The New York Sun, in an editorial on Dave Brat's victory over Eric Cantor in a Republican primary for a congressional seat in Virginia, writes, "How in the world can Congress address the immigration question before it addresses the lack of economic growth?"
I love the Sun and its editorials and its editor, and the newspaper is a paying customer of my column, so this is a friendly reply, but to my mind that sentence of the editorial misses the point. The lack of economic growth is being caused, directly, by the lack of immigrants. So rather than taking the approach the Sun seems to be recommending, which is to say, "let's tackle economic growth, and once we get the economy roaring, then later we can get around to bothering with those pesky contentious issues such as immigration" — the approach I would favor instead would be to say something like, "One of the easiest and best ways to fix the economic growth problem here in America right now is to let in more immigrants. They are customers for our businesses, employees for our stores, farms, and restaurants, programmers for our technology businesses, doctors for our hospitals, tuition-paying parents for our colleges and universities, soldiers for our army and sailors for our navy. They are human capital, and rather than slamming the gates shut on them, we should welcome them in immediately and then sit back and watch the economy boom in response."

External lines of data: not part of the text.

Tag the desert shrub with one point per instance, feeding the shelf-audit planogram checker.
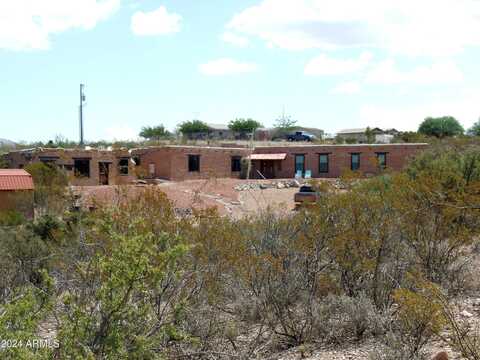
(393, 348)
(11, 218)
(22, 311)
(343, 318)
(419, 317)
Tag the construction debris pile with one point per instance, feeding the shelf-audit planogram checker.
(277, 184)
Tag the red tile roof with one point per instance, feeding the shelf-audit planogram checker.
(15, 179)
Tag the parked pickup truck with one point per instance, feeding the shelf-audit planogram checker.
(306, 195)
(301, 136)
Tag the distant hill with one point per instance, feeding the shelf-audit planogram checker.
(7, 143)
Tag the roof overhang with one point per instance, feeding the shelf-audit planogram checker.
(281, 156)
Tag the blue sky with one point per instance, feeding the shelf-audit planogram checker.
(331, 64)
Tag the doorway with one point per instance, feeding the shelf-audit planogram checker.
(103, 172)
(300, 165)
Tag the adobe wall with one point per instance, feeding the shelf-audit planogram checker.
(159, 157)
(65, 159)
(171, 162)
(340, 159)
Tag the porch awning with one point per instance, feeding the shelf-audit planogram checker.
(267, 156)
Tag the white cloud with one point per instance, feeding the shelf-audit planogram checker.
(427, 27)
(387, 72)
(235, 40)
(28, 24)
(346, 88)
(121, 132)
(464, 107)
(156, 22)
(226, 66)
(324, 65)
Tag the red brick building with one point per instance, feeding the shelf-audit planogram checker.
(84, 167)
(190, 162)
(317, 161)
(16, 191)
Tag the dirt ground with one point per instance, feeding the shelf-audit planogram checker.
(201, 194)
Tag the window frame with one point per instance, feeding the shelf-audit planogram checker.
(236, 160)
(351, 161)
(384, 165)
(295, 163)
(123, 170)
(76, 172)
(320, 171)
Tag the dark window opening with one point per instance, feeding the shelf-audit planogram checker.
(123, 166)
(355, 162)
(323, 163)
(236, 163)
(382, 160)
(300, 165)
(82, 167)
(193, 163)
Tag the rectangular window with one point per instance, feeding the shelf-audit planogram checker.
(81, 167)
(355, 162)
(300, 164)
(382, 160)
(123, 166)
(236, 163)
(323, 163)
(193, 163)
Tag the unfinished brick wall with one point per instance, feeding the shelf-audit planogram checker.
(171, 162)
(65, 158)
(340, 157)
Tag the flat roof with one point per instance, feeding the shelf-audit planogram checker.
(267, 156)
(15, 179)
(338, 145)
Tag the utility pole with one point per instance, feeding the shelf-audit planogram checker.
(82, 100)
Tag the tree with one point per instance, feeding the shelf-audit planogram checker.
(244, 126)
(193, 127)
(475, 129)
(155, 132)
(441, 127)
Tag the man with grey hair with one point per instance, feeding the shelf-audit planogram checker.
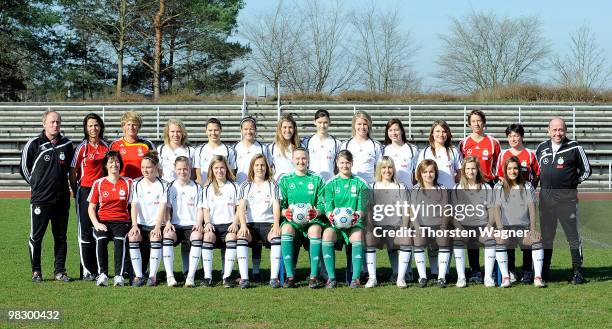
(563, 166)
(45, 164)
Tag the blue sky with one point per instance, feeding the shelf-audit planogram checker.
(427, 19)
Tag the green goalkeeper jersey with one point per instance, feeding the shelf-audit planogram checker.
(302, 189)
(346, 193)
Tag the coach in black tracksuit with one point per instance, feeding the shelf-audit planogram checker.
(45, 164)
(563, 165)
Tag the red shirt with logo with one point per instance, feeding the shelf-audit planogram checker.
(112, 199)
(487, 150)
(131, 154)
(87, 161)
(529, 163)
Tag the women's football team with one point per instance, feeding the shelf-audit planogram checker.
(316, 193)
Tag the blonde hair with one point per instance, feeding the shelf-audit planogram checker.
(280, 141)
(131, 116)
(361, 115)
(212, 180)
(181, 126)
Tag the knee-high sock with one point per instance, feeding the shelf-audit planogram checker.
(419, 259)
(194, 257)
(329, 258)
(371, 261)
(136, 258)
(315, 254)
(275, 256)
(154, 258)
(501, 255)
(459, 252)
(242, 250)
(287, 253)
(489, 261)
(403, 256)
(538, 259)
(357, 258)
(207, 259)
(168, 254)
(443, 259)
(230, 258)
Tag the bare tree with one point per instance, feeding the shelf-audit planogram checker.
(384, 52)
(482, 51)
(585, 65)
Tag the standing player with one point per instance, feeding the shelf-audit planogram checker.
(220, 224)
(149, 197)
(322, 147)
(365, 150)
(205, 152)
(108, 211)
(279, 152)
(530, 170)
(86, 169)
(345, 190)
(183, 221)
(564, 166)
(131, 147)
(259, 212)
(45, 163)
(175, 145)
(302, 186)
(515, 210)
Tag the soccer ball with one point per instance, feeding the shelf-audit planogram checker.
(343, 217)
(299, 213)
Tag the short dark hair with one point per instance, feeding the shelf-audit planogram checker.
(515, 128)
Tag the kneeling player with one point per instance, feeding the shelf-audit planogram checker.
(349, 192)
(149, 197)
(303, 187)
(183, 224)
(259, 212)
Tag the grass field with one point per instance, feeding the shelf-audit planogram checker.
(84, 305)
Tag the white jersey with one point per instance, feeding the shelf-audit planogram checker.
(282, 164)
(322, 155)
(365, 156)
(167, 156)
(244, 155)
(184, 201)
(259, 201)
(515, 206)
(404, 158)
(204, 153)
(222, 207)
(448, 164)
(149, 197)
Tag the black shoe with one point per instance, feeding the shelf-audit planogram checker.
(36, 277)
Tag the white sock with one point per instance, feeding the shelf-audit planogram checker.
(275, 258)
(230, 258)
(136, 258)
(501, 255)
(538, 260)
(207, 259)
(443, 259)
(242, 249)
(419, 259)
(371, 261)
(169, 257)
(154, 259)
(403, 256)
(489, 262)
(459, 252)
(194, 257)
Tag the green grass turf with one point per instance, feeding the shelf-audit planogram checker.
(85, 305)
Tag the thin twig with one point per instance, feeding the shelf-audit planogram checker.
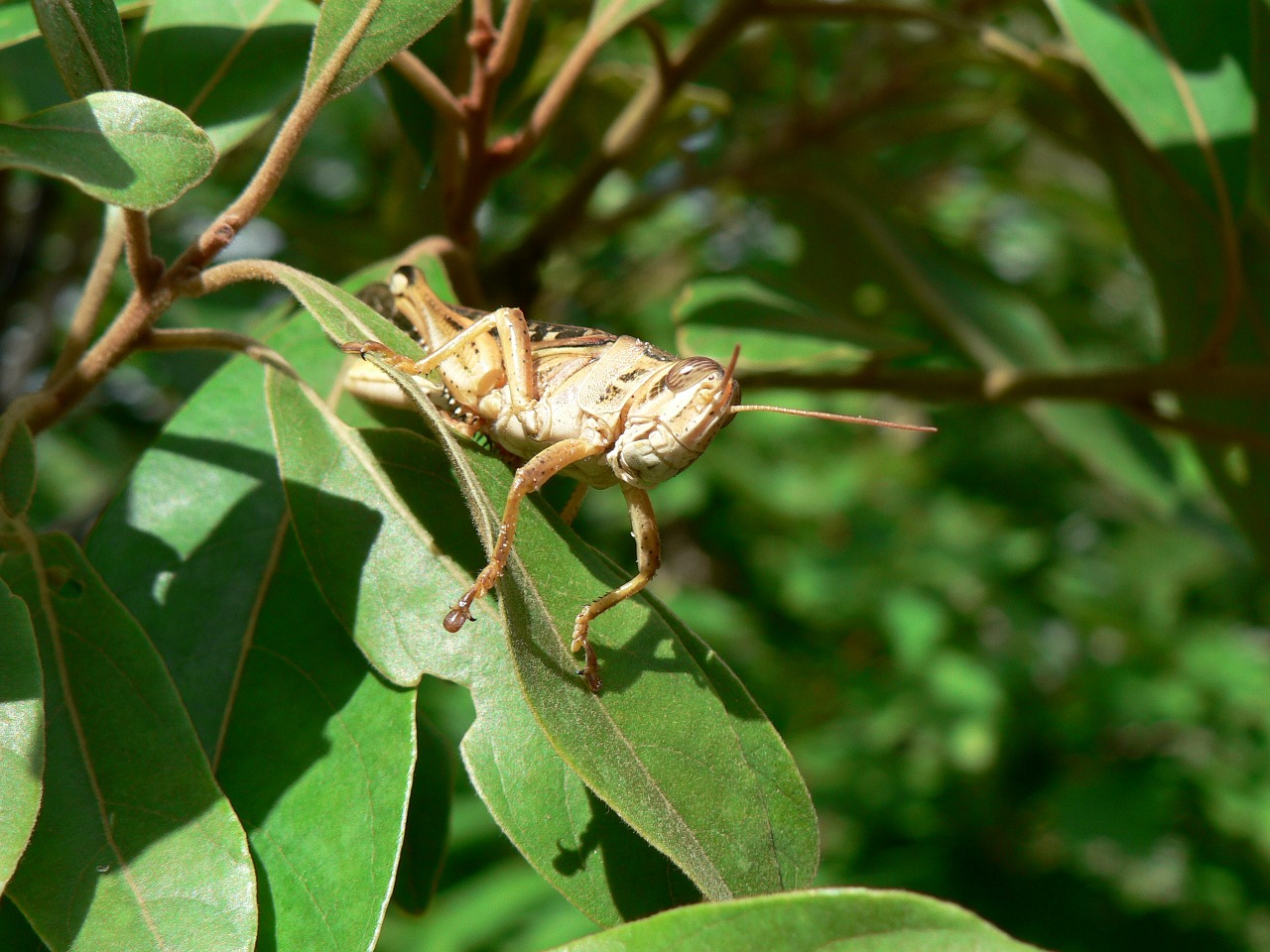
(511, 35)
(141, 261)
(1232, 296)
(96, 286)
(141, 309)
(211, 339)
(429, 85)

The Sun's error has an unhappy history. As John Higham notes in his history of American nativism, Strangers in the Land, the Johnson-Reed Act of 1924, which included an Oriental Exclusion Act banning Chinese immigrants to America, had its origins in the economic depression of 1920-1921, a downturn that itself followed the Immigration Act of 1917, which imposed its own restrictions. The Johnson-Reed Act's restrictions kicked in fully in 1927, after a delay sufficient to allow the government bureaucrats to plan for its implementation (sound like ObamaCare?), and just in time both to trigger the Great Depression and to prevent European Jewry from escaping the onslaught of Nazism.